Terror in France: A timeline IBTimes UK

A kosher grocery store in Paris has been burned down on the third anniversary of a deadly attack by an Isis gunman against a Jewish supermarket.

Police said they are investigating a suspected arson attack against the Promo & Destock store in the Parisian suburb of Créteil. The store was recently defaced by Nazi swastikas.

"The damage is believed to be very severe," prosecutor Laure Beccuau told AFP, adding that police do not believe that the fire was an accident.

"There's a link between the graffiti and the fire," Jewish community leader Albert Elharrar told AFP. "It's clear that they came for no other reason but to attack a kosher shop on the day of the commemorations."

The shop was completely destroyed by fire in the early hours of Tuesday (9 January), the third anniversary of the Isis-inspired attack on a kosher supermarket which left four people dead.

Two days after gunmen shot dead journalists at the Charlie Hebdo office, their accomplice Amedy Coulibaly attacked people in the Hypercacher kosher supermarket, holding 19 people hostage for hours. He was shot dead by police.

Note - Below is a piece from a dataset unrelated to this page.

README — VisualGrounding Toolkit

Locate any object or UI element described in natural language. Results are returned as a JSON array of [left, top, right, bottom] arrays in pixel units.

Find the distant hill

Hyper Cacher supermarket attack Paris
A policeman stands guard in front of the Hyper Cacher kosher supermarket at the Porte de Vincennes in Paris where four people were killed in a hostage-taking situation during an attack by an Islamist militant on 9 January 2015. REUTERS/Charles Platiau

In the aftermath of the Paris terror attacks, a record number of French Jews fled the country, moving to London and other European cities.

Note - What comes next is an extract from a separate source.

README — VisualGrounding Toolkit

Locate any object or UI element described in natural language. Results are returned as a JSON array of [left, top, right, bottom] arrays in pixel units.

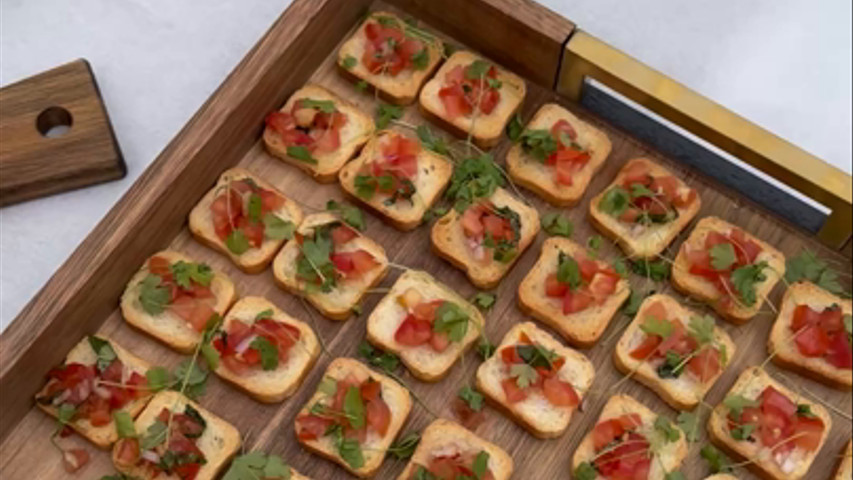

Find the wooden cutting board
[[0, 59, 127, 206]]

After the attacks, the French government heightened security around Jewish centres and schools. Some 10,000 soldiers survey the streets, mainly in Paris, and 800 Jewish buildings are under permanent surveillance, according to a report by the Kantor Center in Israel. The measures were effective: in 2016 anti-Semitic incidents fell by 61% in France.

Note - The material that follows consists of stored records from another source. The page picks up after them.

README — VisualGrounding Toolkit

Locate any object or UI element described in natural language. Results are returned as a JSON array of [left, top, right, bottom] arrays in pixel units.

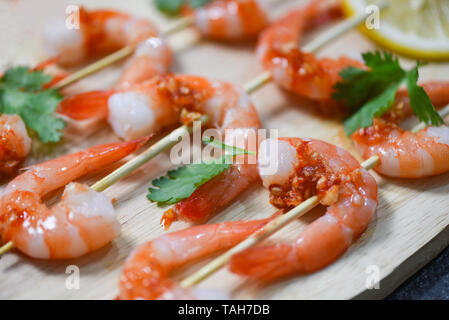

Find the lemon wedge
[[343, 0, 449, 60]]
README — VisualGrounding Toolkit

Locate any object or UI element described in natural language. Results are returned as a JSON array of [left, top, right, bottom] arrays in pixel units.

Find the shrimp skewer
[[44, 8, 172, 88], [60, 74, 260, 224], [187, 0, 268, 41], [256, 0, 449, 113], [119, 214, 271, 300], [226, 138, 378, 281], [0, 114, 31, 175], [0, 59, 66, 175], [351, 119, 449, 178], [0, 138, 148, 259]]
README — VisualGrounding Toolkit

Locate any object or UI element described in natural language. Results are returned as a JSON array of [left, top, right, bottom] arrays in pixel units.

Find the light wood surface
[[0, 0, 449, 299]]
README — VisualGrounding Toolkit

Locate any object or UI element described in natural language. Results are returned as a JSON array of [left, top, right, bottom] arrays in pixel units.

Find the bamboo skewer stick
[[0, 6, 392, 256], [53, 17, 194, 90], [180, 101, 449, 287], [0, 115, 209, 257], [53, 46, 134, 90], [91, 115, 209, 191], [244, 1, 387, 94], [180, 156, 379, 288]]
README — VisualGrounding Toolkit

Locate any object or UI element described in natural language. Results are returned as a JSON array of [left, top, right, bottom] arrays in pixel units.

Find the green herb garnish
[[333, 52, 443, 135], [154, 0, 211, 15], [147, 138, 254, 206], [0, 66, 65, 143]]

But anti-Semitism still remains an issue in France. Just last week, two Jewish stores in the area of Creteil were vandalised with anti-Semitic graffiti. In 2017, a Jewish woman died after she was pushed from balcony by an Arab man. The Jewish Community Security Service described the incident as a "hate crime."

Former Prime Minister Manuel Valls told Europe Radio 1 on Tuesday (9 January) that more needed to be done to tackle anti-Semitism, which he said he become "deeply rooted" in French society.

"What has changed over the past three years is the awareness of this level of anti-Semitism," he said. "These crimes must be prosecuted and condemned, we need to do more."